I did search the site and tried to google it but even though there are many Scanner related/Regex related questions, I couldn't find something that will solve my problem.
EDIT 1:
So far I came up with \s+|^|(?=[;{}()])|(?<![.\-/'"])(?=\b)(?![.\-/'"])
I might have been not clear enough but when
I have some thing like:
"foo";'bar')(;{
gray fox=-56565.4546;
foo boo="hello"{
I'd like to get:
"foo" ,; ,'bar',) , (,; ,{
gray,fox,=,-56565.4546,;
foo,boo,=,"hello",{
But instead I have:
"foo" ,;'bar',) , (,; ,{
gray,fox,=-56565.4546,;
foo,boo,="hello",{
Note that when there are spaces betwen the = and the rest e.g : gray fox = -56565.4546; leads to:
gray,fox,=,-56565.4546,;
What I'm doing with the above mentioned regex is :
Scanner scanner = new Scanner(line);
scanner.useDelimiter(MY_MENTIONED_REGEX_HERE);
while (scanner.hasNext()) {
System.out.println("Got: `" + scanner.next() +"`");
//Some work here
}

Description
Since you are looking for all alphanumeric text which might include a decimal point, why not just "ignore" the delimiters? The following regex will pull all the alphanumeric with decimal point chunks from your input string. This works because your sample text was:
"foo";'bar')(;{
gray fox=-56565.4546;
foo boo="hello"{
Regex: (?:(["']?)[-]?[a-z0-9-.]*\1|(?<=[^a-z0-9])[^a-z0-9](?=(?:[^a-z0-9]|$))|(?<=[a-z0-9"'])[^a-z0-9"'](?=(?:[^a-z0-9]|['"]|$)))
Summary
The regex has three paths which are:
(["']?)[-]?[a-z0-9-.]*\1 capture an open quote, followed by a minus sign if it exists, followed by some text or numbers, this continues until it reaches the close quote. This captures any text or numbers with a decimal point. The numbers are not validated so 12.32.1 would match. If your input text also contained numbers prefixed with a plus sign, then change [-] to [+-].

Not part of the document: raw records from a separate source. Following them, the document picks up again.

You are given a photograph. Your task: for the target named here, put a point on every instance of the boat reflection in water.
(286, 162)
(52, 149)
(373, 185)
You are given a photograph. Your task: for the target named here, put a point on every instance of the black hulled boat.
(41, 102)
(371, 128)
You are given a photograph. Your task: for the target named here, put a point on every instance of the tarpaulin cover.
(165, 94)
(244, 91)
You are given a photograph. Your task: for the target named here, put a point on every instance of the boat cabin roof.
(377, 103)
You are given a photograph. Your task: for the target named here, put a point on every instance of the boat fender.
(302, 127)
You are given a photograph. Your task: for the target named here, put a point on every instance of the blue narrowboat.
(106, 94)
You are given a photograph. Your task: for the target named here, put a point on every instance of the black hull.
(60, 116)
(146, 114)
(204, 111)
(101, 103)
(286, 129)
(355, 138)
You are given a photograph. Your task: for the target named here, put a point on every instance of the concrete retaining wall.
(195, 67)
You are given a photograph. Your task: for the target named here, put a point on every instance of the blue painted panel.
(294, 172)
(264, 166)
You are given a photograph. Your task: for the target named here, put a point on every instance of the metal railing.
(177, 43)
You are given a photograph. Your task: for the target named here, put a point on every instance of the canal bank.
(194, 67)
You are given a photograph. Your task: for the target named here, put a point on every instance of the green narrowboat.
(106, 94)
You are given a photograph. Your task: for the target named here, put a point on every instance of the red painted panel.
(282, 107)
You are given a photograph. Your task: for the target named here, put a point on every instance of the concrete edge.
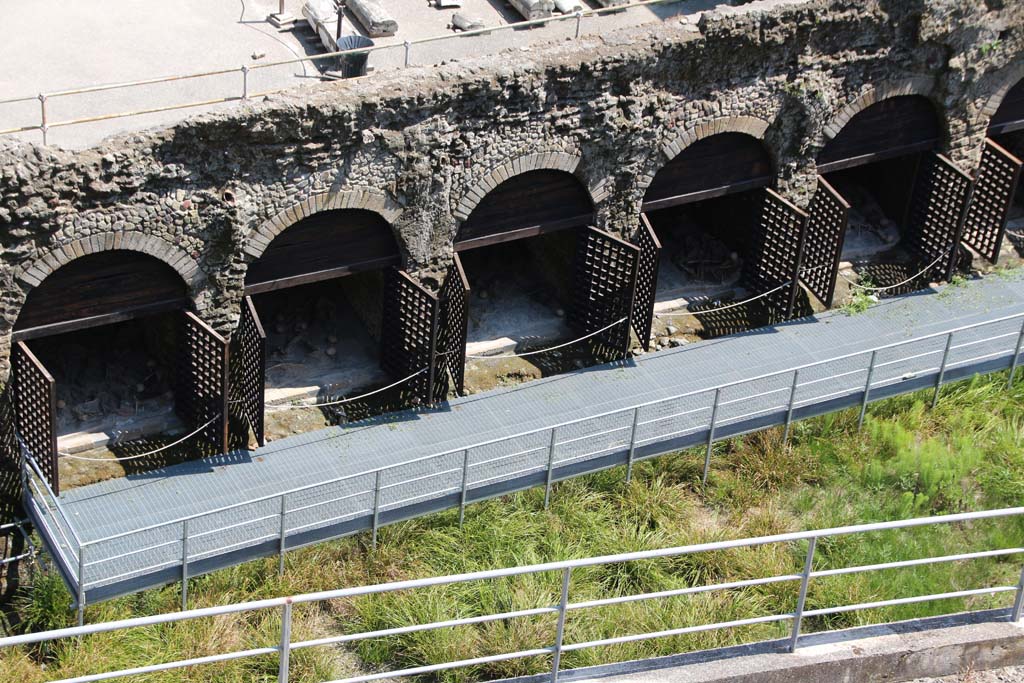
(904, 650)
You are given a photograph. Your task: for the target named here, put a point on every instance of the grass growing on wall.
(909, 461)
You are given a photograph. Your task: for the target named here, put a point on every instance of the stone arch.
(350, 198)
(62, 254)
(1014, 74)
(537, 161)
(733, 124)
(921, 85)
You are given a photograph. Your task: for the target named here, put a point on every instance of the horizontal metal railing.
(244, 71)
(565, 606)
(275, 516)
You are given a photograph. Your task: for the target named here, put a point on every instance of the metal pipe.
(556, 658)
(802, 598)
(867, 390)
(285, 648)
(551, 466)
(711, 435)
(942, 370)
(284, 528)
(377, 505)
(465, 481)
(793, 400)
(633, 445)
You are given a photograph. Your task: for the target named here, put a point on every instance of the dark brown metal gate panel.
(35, 412)
(604, 289)
(643, 303)
(823, 246)
(455, 322)
(937, 210)
(775, 253)
(409, 337)
(249, 372)
(201, 395)
(993, 194)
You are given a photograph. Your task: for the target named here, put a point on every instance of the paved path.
(417, 484)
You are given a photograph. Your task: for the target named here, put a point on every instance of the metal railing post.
(43, 126)
(465, 482)
(81, 585)
(551, 466)
(793, 400)
(867, 390)
(633, 445)
(556, 659)
(184, 565)
(285, 648)
(283, 542)
(804, 581)
(377, 505)
(245, 81)
(711, 435)
(1016, 358)
(942, 370)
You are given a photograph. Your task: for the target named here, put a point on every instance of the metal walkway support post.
(465, 483)
(804, 581)
(711, 435)
(793, 400)
(633, 445)
(184, 565)
(377, 505)
(1016, 358)
(285, 649)
(563, 602)
(942, 370)
(551, 466)
(867, 390)
(282, 542)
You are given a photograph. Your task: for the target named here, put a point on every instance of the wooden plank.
(713, 167)
(99, 289)
(528, 204)
(325, 246)
(907, 123)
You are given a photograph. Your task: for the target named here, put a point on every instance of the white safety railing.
(708, 414)
(565, 606)
(246, 72)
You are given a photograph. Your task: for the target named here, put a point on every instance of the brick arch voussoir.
(347, 198)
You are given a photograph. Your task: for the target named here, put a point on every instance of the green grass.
(908, 461)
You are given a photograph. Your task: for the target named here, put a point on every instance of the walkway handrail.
(378, 471)
(245, 70)
(565, 605)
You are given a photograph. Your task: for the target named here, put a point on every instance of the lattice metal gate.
(646, 289)
(409, 338)
(455, 324)
(201, 394)
(985, 224)
(937, 209)
(776, 252)
(35, 399)
(248, 364)
(603, 291)
(826, 224)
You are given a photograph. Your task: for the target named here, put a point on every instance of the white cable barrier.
(141, 455)
(286, 407)
(550, 348)
(554, 649)
(897, 285)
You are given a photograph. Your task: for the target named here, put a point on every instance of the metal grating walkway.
(126, 535)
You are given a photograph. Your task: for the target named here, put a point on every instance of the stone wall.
(422, 146)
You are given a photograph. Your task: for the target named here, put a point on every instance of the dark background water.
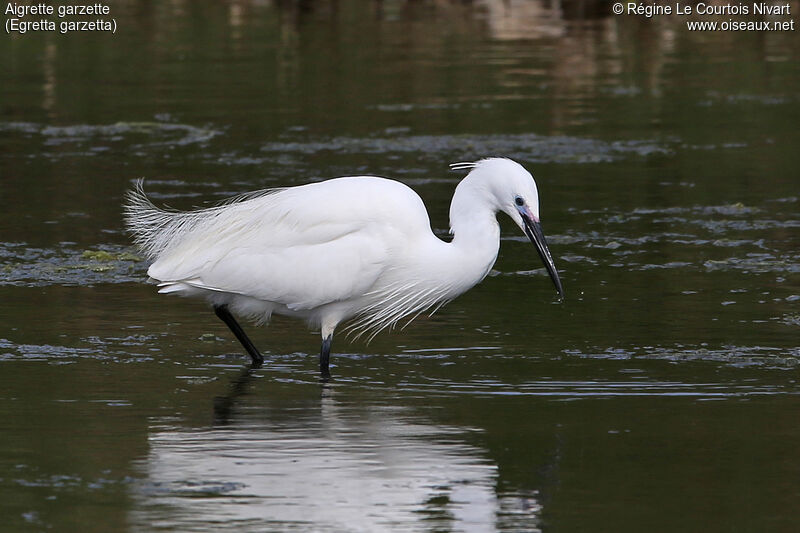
(661, 394)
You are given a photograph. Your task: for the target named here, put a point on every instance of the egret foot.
(325, 358)
(226, 316)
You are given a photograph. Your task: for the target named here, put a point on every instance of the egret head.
(511, 189)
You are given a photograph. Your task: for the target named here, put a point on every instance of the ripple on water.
(26, 266)
(87, 138)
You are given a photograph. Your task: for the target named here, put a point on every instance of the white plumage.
(356, 248)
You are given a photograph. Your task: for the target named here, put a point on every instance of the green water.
(661, 395)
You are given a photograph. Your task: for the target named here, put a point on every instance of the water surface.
(663, 390)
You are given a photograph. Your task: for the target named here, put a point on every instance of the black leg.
(325, 358)
(226, 316)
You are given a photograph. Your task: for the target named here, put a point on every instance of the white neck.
(476, 234)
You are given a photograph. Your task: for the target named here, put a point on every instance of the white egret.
(353, 248)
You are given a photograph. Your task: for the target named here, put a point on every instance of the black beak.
(533, 229)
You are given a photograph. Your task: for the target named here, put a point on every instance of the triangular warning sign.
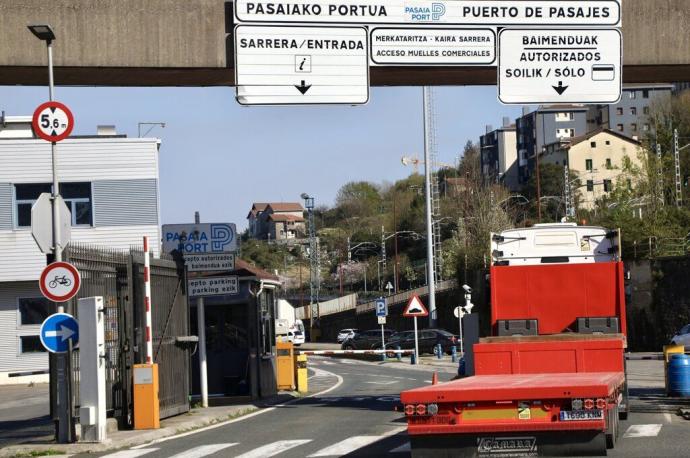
(415, 307)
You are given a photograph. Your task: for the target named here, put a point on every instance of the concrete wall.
(185, 43)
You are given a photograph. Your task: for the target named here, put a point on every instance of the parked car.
(345, 334)
(682, 337)
(428, 339)
(366, 340)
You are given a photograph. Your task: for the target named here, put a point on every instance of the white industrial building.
(111, 185)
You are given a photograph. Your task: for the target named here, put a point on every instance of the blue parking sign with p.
(381, 309)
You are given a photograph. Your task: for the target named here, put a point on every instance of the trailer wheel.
(623, 413)
(612, 428)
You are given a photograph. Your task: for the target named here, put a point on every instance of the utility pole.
(430, 265)
(659, 173)
(676, 163)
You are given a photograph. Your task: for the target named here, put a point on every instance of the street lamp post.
(60, 364)
(314, 274)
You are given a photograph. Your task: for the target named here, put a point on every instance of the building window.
(33, 310)
(77, 196)
(30, 344)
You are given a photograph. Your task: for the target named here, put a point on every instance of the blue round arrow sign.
(57, 331)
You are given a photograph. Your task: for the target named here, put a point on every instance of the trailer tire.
(612, 428)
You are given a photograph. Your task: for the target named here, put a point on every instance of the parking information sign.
(213, 286)
(200, 238)
(559, 66)
(381, 308)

(?<=[^a-z0-9])[^a-z0-9](?=(?:[^a-z0-9]|$)) lookbehind for a non alphanumeric if the previous character is a symbol, and the this character is a symbol, the next character is also a symbol or end of string, then grab the current symbol. This captures any free floating symbols which are not quotes, or multiple symbols in a row like )(;{.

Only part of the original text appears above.